Most people know Bill McKibben as one of the leading climate scientists and activists in the world. In an article in this week’s New Yorker magazine, McKibben pulls no punches about where man’s (and in many cases corporate America’s) attitude of denial on the changing climate has led us to. This is a very sobering article. Following are some excerpts which help to illustrate the theme of the article, but I recommend reading the whole article since there are several points that McKibben brings out. His description of the tactics of the oil companies to keep the government at bay is quite eye opening:
“When I say the world has begun to shrink, this is what I mean. Until now, human beings have been spreading, from our beginnings in Africa, out across the globe—slowly at first, and then much faster. But a period of contraction is setting in as we lose parts of the habitable earth. Sometimes our retreat will be hasty and violent; the effort to evacuate the blazing California towns along narrow roads was so chaotic that many people died in their cars. But most of the pullback will be slower, starting along the world’s coastlines. Each year, another twenty-four thousand people abandon Vietnam’s sublimely fertile Mekong Delta as crop fields are polluted with salt. As sea ice melts along the Alaskan coast, there is nothing to protect towns, cities, and native villages from the waves. In Mexico Beach, Florida, which was all but eradicated by Hurricane Michael, a resident told the Washington Post, “The older people can’t rebuild; it’s too late in their lives. Who is going to be left? Who is going to care?”
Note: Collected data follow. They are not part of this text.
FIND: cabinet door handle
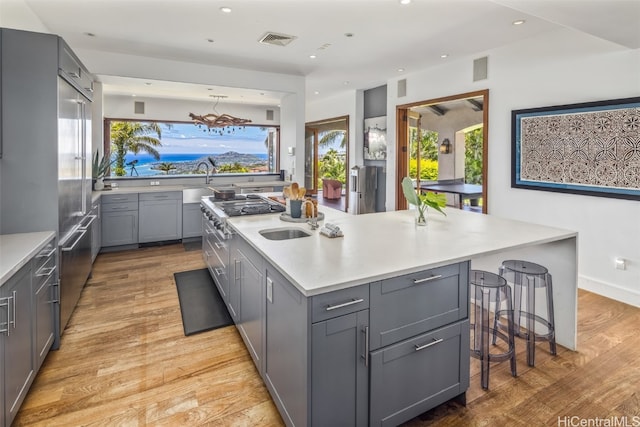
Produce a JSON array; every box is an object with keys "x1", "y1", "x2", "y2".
[
  {"x1": 214, "y1": 242, "x2": 224, "y2": 249},
  {"x1": 412, "y1": 274, "x2": 443, "y2": 284},
  {"x1": 415, "y1": 338, "x2": 444, "y2": 351},
  {"x1": 50, "y1": 279, "x2": 60, "y2": 304},
  {"x1": 214, "y1": 268, "x2": 224, "y2": 276},
  {"x1": 61, "y1": 229, "x2": 87, "y2": 252},
  {"x1": 152, "y1": 195, "x2": 169, "y2": 199},
  {"x1": 325, "y1": 298, "x2": 364, "y2": 311},
  {"x1": 361, "y1": 326, "x2": 369, "y2": 367}
]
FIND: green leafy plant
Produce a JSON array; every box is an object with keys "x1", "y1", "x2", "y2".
[
  {"x1": 401, "y1": 177, "x2": 446, "y2": 224},
  {"x1": 92, "y1": 150, "x2": 114, "y2": 179}
]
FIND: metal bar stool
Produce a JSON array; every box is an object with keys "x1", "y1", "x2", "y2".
[
  {"x1": 499, "y1": 260, "x2": 556, "y2": 367},
  {"x1": 469, "y1": 270, "x2": 517, "y2": 390}
]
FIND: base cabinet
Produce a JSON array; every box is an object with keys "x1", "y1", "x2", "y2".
[
  {"x1": 1, "y1": 265, "x2": 34, "y2": 427},
  {"x1": 138, "y1": 192, "x2": 182, "y2": 243},
  {"x1": 311, "y1": 310, "x2": 369, "y2": 427},
  {"x1": 233, "y1": 239, "x2": 264, "y2": 374},
  {"x1": 182, "y1": 203, "x2": 202, "y2": 238},
  {"x1": 101, "y1": 194, "x2": 139, "y2": 247},
  {"x1": 369, "y1": 320, "x2": 470, "y2": 427},
  {"x1": 226, "y1": 233, "x2": 470, "y2": 427}
]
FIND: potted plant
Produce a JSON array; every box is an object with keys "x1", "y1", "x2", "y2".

“Like it or not, we will retreat from most of the world’s non-urban shorelines in the not very distant future,” Orrin Pilkey, an expert on sea levels at Duke University, wrote in his book “Retreat from a Rising Sea.” “We can plan now and retreat in a strategic and calculated fashion, or we can worry about it later and retreat in tactical disarray in response to devastating storms. In other words, we can walk away methodically, or we can flee in panic.”
But it’s not clear where to go. As with the rising seas, rising temperatures have begun to narrow the margins of our inhabitation, this time in the hot continental interiors. Nine of the ten deadliest heat waves in human history have occurred since 2000. In India, the rise in temperature since 1960 (about one degree Fahrenheit) has increased the chance of mass heat-related deaths by a hundred and fifty per cent. The summer of 2018 was the hottest ever measured in certain areas. For a couple of days in June, temperatures in cities in Pakistan and Iran peaked at slightly above a hundred and twenty-nine degrees Fahrenheit, the highest reliably recorded temperatures ever measured. The same heat wave, nearer the shore of the Persian Gulf and the Gulf of Oman, combined triple-digit temperatures with soaring humidity levels to produce a heat index of more than a hundred and forty degrees Fahrenheit. June 26th was the warmest night in history, with the mercury in one Omani city remaining above a hundred and nine degrees Fahrenheit until morning. In July, a heat wave in Montreal killed more than seventy people, and Death Valley, which often sets American records, registered the hottest month ever seen on our planet. Africa recorded its highest temperature in June, the Korean Peninsula in July, and Europe in August. The Times reported that, in Algeria, employees at a petroleum plant walked off the job as the temperature neared a hundred and twenty-four degrees. “We couldn’t keep up,” one worker told the reporter. “It was impossible to do the work.”
As some people flee humidity and rising sea levels, others will be forced to relocate in order to find enough water to survive. In late 2017, a study led by Manoj Joshi, of the University of East Anglia, found that, by 2050, if temperatures rise by two degrees a quarter of the earth will experience serious drought and desertification. The early signs are clear: São Paulo came within days of running out of water last year, as did Cape Town this spring. In the fall, a record drought in Germany lowered the level of the Elbe to below twenty inches and reduced the corn harvest by forty per cent. The Potsdam Institute for Climate Impact Research concluded in a recent study that, as the number of days that reach eighty-six degrees Fahrenheit or higher increases, corn and soybean yields across the U.S. grain belt could fall by between twenty-two and forty-nine per cent. We’ve already overpumped the aquifers that lie beneath most of the world’s breadbaskets; without the means to irrigate, we may encounter a repeat of the nineteen-thirties, when droughts and deep plowing led to the Dust Bowl—this time with no way of fixing the problem. Back then, the Okies fled to California, but California is no longer a green oasis. A hundred million trees died in the record drought that gripped the Golden State for much of this decade. The dead limbs helped spread the waves of fire, as scientists earlier this year warned that they could.”
There is no “Planet B” solution to this problem. This is a present danger today and getting worse.
Climate is what I consider one of the two major problems facing the US today. The other is to end the voter suppression, gerrymandering and other tricks that a minority have used to control the government and stop the will of the vast majority of the people from confronting polluters on the one hand while working for solutions to the problems on the other hand.